Introducing the mystical, very confusing, and often-taught-wrong practice of meditation.

Can I get an “oooaaammmYeAAhh?”

 

First things first: meditation is an ACTIVE practice. NOT a PASSIVE one.

The goal is not to sit crosslegged, eyes closed, fingers pressed in hippie-crystal-girl style, chanting “oam” and thinking about nothing,

Meditation is merely the active pracitice of becoming AWARE of what you are thinking in your mind, what you are feeling in your body, and of any emotions that come up. It honestly has nothing to do with how you position yourself as you can meditate laying down, sitting, standing, walking, fucking, eating, or when shaving your balls. (it’s most easily practiced and learned while still and with closed eyes, but I digress)

 

Major learning point: YOU are NOT your THOUGHTS.

Meaning: the thoughts you think everyday are not YOURS. They are a combination of your experience mingling with a stream of consciousness.

When engaged in meditation, the goal is to create separation from the thoughts currently in your head and this “thing” that is “you” that “observes” these thoughts. Heady I know, but stay with me. Here’s how this may manifest:

 

*The scene is you sitting still with eyes closed. It’s your first time trying meditation.*

 

After you initially close your eyes, you immediately think, “Well this is dumb. I feel foolish right now.”

Meditation is becoming AWARE that you just had the thought, “Well this is dumb. I feel foolish right now.” There’s this separation between that exact thought, and this place of “observation” where you NOTICE that you just had that thought. 

The point of meditation is to withhold judgement of that thought, whether it’s positive or negative. This means that you neither agree nor disagree that the thought of “Well this is dumb. I feel foolish right now” is true and describes your current state. You simply…notice the thought – nothing more. 

 

The next part of meditation is learning to let go of that thought and give it the space to move on and dissipate from your mind. 

A thought can only be let go when you don’t hold on to it (“well duh”, but wait, hear me out) To release the hold of a thought you have to withhold the judgment of it. If you just allow the thought to exist on its own and don’t judge it as true to you or not true to you, with a little patience and time, that thought will slip away to the stream of consciousness from where it came. 

 

Then comes the good part, the stillness of the space between thoughts. The “promise land” of mediation. 

When you purely notice a thought and allow it to pass, there is a space before the next thought floats into frame. As you get better and better at mediation, the time that stillness lingers will increase, but the stillness is the “promise land” regardless of how long it remains uninterrupted by another thought. 

It is in this stillness that you reach total immersion into the present moment.
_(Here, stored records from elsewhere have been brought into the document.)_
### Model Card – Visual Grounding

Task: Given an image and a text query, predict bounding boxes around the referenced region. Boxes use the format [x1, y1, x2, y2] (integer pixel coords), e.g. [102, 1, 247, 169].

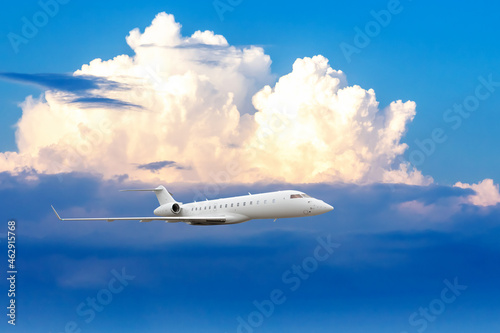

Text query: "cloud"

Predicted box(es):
[0, 13, 432, 184]
[137, 161, 185, 172]
[0, 73, 119, 92]
[454, 179, 500, 206]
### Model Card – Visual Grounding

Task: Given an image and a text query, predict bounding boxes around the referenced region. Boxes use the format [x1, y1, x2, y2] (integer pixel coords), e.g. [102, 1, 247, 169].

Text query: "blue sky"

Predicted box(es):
[0, 0, 500, 333]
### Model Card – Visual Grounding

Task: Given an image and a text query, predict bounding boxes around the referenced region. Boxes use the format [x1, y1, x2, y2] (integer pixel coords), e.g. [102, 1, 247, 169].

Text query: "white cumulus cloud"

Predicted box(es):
[454, 179, 500, 206]
[0, 13, 432, 184]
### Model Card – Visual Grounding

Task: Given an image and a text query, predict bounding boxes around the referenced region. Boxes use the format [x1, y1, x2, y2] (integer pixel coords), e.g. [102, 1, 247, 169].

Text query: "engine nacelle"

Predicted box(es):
[170, 202, 182, 214]
[154, 202, 182, 216]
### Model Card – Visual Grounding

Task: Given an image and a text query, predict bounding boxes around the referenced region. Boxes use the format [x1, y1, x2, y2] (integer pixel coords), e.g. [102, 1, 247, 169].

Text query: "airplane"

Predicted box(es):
[51, 185, 333, 225]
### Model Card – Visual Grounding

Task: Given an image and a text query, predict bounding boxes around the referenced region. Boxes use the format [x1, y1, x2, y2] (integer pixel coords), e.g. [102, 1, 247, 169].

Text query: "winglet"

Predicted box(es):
[50, 205, 64, 221]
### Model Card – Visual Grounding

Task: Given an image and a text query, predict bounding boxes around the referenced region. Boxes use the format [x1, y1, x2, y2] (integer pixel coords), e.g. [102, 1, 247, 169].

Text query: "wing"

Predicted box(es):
[50, 205, 226, 225]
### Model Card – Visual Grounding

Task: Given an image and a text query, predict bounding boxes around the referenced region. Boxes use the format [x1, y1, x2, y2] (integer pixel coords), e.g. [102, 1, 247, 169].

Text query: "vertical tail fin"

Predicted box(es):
[121, 185, 175, 205]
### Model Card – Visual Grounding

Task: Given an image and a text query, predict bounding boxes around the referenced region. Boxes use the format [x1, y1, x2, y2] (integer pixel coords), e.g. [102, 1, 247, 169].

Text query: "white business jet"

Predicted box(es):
[52, 185, 333, 225]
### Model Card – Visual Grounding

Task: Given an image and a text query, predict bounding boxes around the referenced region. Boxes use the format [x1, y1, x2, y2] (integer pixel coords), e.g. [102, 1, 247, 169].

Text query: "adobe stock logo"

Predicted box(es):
[7, 0, 70, 54]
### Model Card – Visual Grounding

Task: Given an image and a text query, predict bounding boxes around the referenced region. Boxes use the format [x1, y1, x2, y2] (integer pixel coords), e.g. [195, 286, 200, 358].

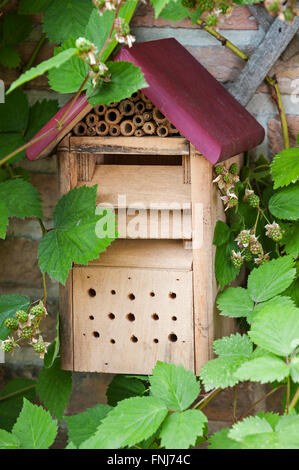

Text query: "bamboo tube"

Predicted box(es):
[73, 121, 87, 136]
[153, 107, 167, 124]
[109, 124, 120, 137]
[143, 111, 153, 122]
[134, 129, 144, 137]
[134, 101, 145, 114]
[96, 121, 109, 136]
[85, 113, 99, 127]
[120, 119, 136, 137]
[94, 104, 107, 116]
[105, 108, 121, 124]
[157, 124, 169, 137]
[142, 121, 156, 135]
[119, 100, 134, 116]
[133, 114, 144, 127]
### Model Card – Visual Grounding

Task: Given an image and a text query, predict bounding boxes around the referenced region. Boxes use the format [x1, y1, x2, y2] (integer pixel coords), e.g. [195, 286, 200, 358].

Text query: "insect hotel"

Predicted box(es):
[28, 39, 264, 374]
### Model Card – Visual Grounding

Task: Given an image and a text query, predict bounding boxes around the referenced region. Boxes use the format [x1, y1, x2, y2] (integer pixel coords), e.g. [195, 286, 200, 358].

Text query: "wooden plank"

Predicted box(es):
[228, 17, 299, 106]
[70, 136, 189, 155]
[78, 165, 190, 210]
[74, 266, 194, 374]
[84, 239, 192, 271]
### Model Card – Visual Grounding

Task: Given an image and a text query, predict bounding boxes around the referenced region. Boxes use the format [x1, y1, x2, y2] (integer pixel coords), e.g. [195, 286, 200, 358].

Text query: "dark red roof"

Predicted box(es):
[27, 38, 265, 164]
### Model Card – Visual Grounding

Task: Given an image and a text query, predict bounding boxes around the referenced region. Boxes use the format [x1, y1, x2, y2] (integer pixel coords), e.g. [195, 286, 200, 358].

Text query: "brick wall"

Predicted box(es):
[0, 1, 299, 448]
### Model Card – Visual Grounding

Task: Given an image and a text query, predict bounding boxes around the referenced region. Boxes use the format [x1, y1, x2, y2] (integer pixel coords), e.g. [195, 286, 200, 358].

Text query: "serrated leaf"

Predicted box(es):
[160, 410, 207, 449]
[106, 375, 146, 406]
[248, 256, 296, 302]
[0, 429, 20, 449]
[269, 183, 299, 220]
[7, 48, 77, 94]
[149, 361, 200, 411]
[80, 397, 168, 449]
[235, 354, 290, 384]
[213, 333, 252, 357]
[248, 305, 299, 357]
[12, 398, 57, 449]
[38, 186, 114, 284]
[0, 200, 8, 239]
[0, 294, 30, 340]
[36, 358, 72, 421]
[0, 378, 36, 431]
[43, 0, 93, 44]
[0, 90, 29, 133]
[87, 61, 148, 106]
[271, 147, 299, 189]
[64, 404, 112, 447]
[0, 179, 43, 219]
[217, 287, 254, 318]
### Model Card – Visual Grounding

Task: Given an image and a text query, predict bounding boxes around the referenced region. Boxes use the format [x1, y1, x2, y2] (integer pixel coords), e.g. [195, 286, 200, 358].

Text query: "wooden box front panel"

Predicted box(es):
[73, 266, 194, 374]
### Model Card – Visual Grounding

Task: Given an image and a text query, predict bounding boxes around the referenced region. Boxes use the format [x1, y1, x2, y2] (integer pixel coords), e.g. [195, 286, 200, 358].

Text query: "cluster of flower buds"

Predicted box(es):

Unburdened by past traumas, and free of the weight of the future, the present moment is calm and poised to create. 

It is in this still state of presence that you allow your awareness to expand. I often am led into epiphanies, reason, and ideas when in this stillness. 

I liken meditation to cleaning dirty glasses. Sometimes in your working life, you are seeing through dirty glasses but you don’t know it. You try to answer your own burning questions, figure out how to act, and decipher the world around you, but it’s just not clear. Taking time to find stillness through meditation is like cleaning your dirty glasses. It takes a little bit of work, but once you put on those freshly cleaned glasses, you see things that you either couldn’t see before, or, just looked right past because the little details were all muddied. 

 

Plenty more on this to come. But that’s a 101 for you earthlings.